There has been a massive surge in institutional agricultural credit over the past decade. But the benefit of that has not reached as much to farmers as it has to agri-businesses and companies branching out into agriculture-related activities. This is clear from an analytical study of agricultural credit by scholars at the Tata Institute of Social Sciences, based on a Reserve Bank of India (RBI) report. This study indicates that less than 30 per cent of agricultural credit was issued by banks’ rural branches. The remainder, over 70 per cent, was lent by branches in metropolitan, urban and semi-urban areas. Further, many loans were of Rs 1 crore or more each.

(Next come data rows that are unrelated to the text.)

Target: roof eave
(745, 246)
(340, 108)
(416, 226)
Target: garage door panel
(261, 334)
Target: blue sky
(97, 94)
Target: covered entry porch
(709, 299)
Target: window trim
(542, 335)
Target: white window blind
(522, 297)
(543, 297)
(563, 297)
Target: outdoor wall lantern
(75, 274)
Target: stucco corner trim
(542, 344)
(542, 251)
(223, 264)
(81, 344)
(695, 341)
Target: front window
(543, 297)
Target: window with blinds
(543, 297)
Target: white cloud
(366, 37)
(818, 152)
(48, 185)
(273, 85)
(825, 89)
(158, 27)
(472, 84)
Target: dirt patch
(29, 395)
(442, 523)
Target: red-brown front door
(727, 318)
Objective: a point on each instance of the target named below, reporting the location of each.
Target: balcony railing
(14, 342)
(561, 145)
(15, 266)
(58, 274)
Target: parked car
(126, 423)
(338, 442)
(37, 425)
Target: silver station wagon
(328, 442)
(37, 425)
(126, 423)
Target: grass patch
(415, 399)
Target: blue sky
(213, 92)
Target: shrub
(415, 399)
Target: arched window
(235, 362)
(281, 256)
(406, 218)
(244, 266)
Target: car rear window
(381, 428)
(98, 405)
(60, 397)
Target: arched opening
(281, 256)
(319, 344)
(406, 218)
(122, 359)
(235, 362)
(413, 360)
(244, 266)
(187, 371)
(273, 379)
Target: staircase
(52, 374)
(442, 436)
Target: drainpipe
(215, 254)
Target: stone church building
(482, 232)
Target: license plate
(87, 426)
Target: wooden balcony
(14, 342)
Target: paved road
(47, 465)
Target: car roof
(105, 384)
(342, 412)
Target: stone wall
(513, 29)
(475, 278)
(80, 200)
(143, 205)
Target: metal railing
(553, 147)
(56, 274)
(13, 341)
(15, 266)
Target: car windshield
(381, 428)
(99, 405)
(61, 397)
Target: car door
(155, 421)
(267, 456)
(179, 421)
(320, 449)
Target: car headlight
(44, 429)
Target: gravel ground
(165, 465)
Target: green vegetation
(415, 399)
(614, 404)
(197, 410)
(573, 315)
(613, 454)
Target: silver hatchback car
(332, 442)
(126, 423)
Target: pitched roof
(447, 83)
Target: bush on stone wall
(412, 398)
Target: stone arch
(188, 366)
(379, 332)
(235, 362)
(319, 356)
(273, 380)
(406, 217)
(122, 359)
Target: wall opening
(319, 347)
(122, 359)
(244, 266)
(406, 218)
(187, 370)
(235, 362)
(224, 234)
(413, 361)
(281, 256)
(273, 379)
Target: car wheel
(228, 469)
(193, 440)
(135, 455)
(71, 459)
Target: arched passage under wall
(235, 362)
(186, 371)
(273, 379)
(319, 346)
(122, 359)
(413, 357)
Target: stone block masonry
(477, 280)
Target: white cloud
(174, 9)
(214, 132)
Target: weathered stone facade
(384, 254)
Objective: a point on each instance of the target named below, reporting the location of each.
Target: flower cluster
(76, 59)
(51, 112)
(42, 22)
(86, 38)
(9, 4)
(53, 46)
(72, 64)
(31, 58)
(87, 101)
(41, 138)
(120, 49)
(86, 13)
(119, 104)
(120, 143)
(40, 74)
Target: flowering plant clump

These could not have gone to farmers, the bulk of whom till tiny farms of less than one hectare. Diversion of subsidised agricultural credit to other sectors on such a scale is untenable even if the recipients are indirectly related to agriculture. Farmers badly need finance to meet their operational expenses and invest in yield-enhancing inputs. The overall flow of institutional agricultural credit has been rising rapidly since 2004 when the previous government, led by the United Progressive Alliance, decided to double farm credit in three years. That objective was met — but the annual targets for agricultural credit continued to be increased by big margins every year, touching a massive Rs 8.5 lakh crore in 2015-16.
Worryingly, though the RBI had capped the banks’ indirect lending to agriculture at 4.5 per cent of their total farm sector lending in 2012, the impact of this measure is not yet visible. Neither has the proportion of loans going to farmers shot up by any appreciable extent, nor has the relevance of the informal sector for meeting the farmers’ financial needs diminished significantly. This is borne out by the All India Debt and Investment Survey of the National Sample Survey Office for 2013 (released in December 2014). It showed that nearly 44 per cent of the outstanding debt of rural households in 2013 was from the informal sector. Worse still, over 33 per cent of the total debt was owed to moneylenders.
One reason for this could be the expansion of the concept of farm lending through a series of changes in the definition of direct and indirect agricultural credit during the 2000s. It seems likely that commercial banks have been able to exploit the loopholes in the existing definition and guidelines to show a part of their loan disbursals from urban branches as being agricultural credit. This apprehension is fuelled by the fact that the expansion of commercial banks’ rural network has hardly kept pace with the increase in total farm credit. Most small and marginal farmers – or 80 per cent of all India’s farmers – still need to tap the informal sector to meet their consumption and investment needs. Besides, there are indications that more advances are going to the same farmers who repay their loans regularly, thanks to the government’s policy of giving an additional interest subvention of three per cent for timely repayment. All these are disturbing trends that need to be looked into and suitably addressed so that cheaper agricultural credit goes to the targeted beneficiaries and serves its intended purpose.